O Senado dos Estados Unidos aprovou nesta terça-feira (23) uma resolução que busca limitar a capacidade do presidente Donald Trump de conduzir operações militares contra o Irã sem autorização prévia do Congresso. A proposta foi aprovada por 50 votos a 48 e contou com apoio de parlamentares dos dois partidos. 

A iniciativa determina que qualquer continuidade das ações militares contra o governo iraniano dependa do aval do Congresso, exceto em situações de defesa diante de uma ameaça iminente aos Estados Unidos ou seus aliados. O texto já havia sido aprovado anteriormente pela Câmara dos Representantes.

Apesar de não ter força de lei e não depender da assinatura presidencial, a votação é vista como um importante recado político ao governo Trump, demonstrando o crescente desconforto de parte do Congresso com a condução do conflito envolvendo o Irã. 

Quatro senadores republicanos romperam com a orientação do partido e votaram ao lado da maioria democrata favorável à medida. O resultado evidencia divisões dentro da base de apoio do presidente em relação à política externa adotada pela Casa Branca. 

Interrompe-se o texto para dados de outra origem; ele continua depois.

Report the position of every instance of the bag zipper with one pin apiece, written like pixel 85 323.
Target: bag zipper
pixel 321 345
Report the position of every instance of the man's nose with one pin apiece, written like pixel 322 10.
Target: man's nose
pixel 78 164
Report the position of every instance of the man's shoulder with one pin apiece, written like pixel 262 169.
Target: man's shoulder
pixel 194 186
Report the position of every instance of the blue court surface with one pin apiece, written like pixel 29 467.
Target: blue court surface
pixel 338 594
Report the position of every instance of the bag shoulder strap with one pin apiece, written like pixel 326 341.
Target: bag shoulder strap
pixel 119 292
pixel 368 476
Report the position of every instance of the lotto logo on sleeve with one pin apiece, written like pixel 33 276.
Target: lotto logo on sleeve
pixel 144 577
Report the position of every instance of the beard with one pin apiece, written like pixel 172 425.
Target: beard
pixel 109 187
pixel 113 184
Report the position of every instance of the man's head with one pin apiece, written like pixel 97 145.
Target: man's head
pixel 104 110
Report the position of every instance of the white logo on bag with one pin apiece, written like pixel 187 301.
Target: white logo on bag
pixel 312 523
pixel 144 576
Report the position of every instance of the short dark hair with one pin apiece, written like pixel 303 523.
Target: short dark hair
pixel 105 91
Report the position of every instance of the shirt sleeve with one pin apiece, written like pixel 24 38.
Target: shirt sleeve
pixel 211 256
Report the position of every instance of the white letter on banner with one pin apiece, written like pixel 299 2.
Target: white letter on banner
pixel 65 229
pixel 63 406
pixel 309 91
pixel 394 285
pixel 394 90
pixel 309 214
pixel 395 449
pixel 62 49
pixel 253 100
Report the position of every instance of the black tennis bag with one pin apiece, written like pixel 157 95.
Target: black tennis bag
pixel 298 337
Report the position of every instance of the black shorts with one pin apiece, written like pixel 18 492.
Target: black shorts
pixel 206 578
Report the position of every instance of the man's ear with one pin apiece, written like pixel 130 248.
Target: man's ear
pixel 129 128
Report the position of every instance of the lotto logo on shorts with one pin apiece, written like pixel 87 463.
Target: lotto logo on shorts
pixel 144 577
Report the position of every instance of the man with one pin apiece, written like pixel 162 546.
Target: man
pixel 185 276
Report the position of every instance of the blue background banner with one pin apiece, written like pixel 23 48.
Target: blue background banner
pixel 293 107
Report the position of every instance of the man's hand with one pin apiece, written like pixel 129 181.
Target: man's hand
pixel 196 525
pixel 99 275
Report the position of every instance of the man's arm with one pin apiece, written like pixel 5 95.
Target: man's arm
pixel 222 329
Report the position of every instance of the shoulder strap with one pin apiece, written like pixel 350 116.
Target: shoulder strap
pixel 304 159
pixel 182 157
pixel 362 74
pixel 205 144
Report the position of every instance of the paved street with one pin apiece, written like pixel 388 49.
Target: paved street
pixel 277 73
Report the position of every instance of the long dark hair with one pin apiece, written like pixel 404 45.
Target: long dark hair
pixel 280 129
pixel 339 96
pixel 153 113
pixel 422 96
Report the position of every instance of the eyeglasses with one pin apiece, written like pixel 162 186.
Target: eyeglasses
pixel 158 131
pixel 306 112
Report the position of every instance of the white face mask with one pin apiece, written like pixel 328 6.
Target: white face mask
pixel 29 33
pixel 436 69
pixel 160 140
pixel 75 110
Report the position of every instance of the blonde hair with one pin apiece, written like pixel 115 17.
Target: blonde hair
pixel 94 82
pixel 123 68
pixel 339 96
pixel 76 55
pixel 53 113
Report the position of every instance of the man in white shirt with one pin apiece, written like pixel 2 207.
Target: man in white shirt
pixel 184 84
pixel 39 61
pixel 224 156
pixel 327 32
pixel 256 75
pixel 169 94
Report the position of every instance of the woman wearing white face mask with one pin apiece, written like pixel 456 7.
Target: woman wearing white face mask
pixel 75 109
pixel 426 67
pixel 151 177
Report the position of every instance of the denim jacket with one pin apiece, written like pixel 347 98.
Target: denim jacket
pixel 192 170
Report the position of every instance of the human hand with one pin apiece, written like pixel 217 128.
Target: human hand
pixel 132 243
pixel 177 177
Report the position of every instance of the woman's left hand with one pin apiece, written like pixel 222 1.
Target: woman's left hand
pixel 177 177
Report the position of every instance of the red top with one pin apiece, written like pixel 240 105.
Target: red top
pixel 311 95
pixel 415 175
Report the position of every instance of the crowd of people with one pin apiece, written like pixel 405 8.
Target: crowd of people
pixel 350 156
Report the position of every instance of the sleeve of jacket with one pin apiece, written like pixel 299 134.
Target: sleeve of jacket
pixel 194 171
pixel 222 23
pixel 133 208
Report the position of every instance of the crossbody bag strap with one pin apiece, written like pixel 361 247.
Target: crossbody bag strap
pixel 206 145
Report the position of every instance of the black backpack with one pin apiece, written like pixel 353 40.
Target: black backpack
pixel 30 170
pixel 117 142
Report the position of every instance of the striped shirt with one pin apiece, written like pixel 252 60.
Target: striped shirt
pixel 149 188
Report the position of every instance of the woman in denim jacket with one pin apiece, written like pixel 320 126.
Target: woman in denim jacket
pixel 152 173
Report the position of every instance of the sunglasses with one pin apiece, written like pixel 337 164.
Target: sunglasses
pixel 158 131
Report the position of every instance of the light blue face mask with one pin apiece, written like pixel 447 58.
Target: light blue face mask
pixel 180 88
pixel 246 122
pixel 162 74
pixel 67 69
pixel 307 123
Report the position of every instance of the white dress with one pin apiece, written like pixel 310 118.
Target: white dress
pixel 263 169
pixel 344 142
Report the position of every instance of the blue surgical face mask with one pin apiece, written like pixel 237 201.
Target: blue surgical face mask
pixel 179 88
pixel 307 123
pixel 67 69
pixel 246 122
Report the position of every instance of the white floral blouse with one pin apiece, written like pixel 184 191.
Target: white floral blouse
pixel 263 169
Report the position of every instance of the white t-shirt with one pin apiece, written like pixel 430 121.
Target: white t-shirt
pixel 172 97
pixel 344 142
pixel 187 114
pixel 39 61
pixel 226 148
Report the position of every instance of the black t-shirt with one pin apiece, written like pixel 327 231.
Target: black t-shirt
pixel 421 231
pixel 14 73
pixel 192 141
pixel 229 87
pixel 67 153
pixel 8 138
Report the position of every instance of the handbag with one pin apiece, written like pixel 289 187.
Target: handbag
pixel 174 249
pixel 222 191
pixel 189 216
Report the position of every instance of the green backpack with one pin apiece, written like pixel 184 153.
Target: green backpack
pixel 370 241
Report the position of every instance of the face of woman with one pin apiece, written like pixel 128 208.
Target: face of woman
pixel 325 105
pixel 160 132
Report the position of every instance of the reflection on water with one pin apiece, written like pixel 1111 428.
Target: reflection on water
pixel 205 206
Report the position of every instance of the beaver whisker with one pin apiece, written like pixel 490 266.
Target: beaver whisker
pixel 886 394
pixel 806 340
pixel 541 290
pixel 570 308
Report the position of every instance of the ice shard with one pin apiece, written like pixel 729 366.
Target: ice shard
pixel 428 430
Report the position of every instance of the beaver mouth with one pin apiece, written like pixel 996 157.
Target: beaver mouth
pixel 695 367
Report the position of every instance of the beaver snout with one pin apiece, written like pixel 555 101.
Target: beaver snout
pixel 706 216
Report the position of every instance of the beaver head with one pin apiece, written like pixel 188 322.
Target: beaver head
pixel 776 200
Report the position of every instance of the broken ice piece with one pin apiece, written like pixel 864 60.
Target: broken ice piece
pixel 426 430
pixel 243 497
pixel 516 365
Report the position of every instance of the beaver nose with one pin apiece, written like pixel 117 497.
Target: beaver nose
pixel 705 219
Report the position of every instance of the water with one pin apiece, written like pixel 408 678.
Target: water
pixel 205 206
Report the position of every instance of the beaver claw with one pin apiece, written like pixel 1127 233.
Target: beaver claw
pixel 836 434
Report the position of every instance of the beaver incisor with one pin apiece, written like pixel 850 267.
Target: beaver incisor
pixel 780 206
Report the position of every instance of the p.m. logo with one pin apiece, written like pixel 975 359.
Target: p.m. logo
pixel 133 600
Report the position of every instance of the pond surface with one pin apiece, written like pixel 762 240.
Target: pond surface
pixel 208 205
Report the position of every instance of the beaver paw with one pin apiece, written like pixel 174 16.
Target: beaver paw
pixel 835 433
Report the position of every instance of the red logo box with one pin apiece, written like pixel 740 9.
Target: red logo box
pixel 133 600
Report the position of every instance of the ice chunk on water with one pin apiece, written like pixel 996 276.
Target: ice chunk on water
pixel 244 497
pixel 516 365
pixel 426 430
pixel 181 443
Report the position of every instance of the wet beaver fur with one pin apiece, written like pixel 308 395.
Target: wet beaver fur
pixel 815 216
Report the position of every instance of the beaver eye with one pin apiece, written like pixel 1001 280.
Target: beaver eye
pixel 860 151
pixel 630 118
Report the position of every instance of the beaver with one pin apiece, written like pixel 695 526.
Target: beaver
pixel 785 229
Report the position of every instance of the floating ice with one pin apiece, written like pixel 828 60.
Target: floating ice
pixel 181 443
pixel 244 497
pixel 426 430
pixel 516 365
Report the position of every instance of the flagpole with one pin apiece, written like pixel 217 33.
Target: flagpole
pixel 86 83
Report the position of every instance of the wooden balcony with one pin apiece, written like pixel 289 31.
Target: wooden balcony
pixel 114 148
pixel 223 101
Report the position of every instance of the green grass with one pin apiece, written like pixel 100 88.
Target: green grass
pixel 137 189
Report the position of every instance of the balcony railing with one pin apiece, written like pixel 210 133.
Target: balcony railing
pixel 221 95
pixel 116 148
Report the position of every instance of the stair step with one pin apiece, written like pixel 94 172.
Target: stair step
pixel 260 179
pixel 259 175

A votação ocorre em meio a negociações diplomáticas entre Washington e Teerã para tentar consolidar um acordo de paz após meses de tensão e confrontos. Ao mesmo tempo, o governo americano enfrenta questionamentos sobre os custos financeiros e humanos da guerra. O Pentágono já indicou ao Congresso a necessidade de cerca de US$ 80 bilhões adicionais para cobrir despesas relacionadas ao conflito. 

Pesquisas recentes mostram que a guerra tem perdido apoio entre os norte-americanos. Levantamento da Reuters/Ipsos aponta que apenas cerca de um quarto da população considera que o conflito valeu a pena, enquanto a maioria demonstra dúvidas sobre a possibilidade de uma paz duradoura entre os dois países. 

O debate sobre os limites dos poderes presidenciais em ações militares deve continuar nas próximas semanas e tende a ganhar ainda mais destaque à medida que o Congresso analisa os desdobramentos da relação entre Estados Unidos e Irã.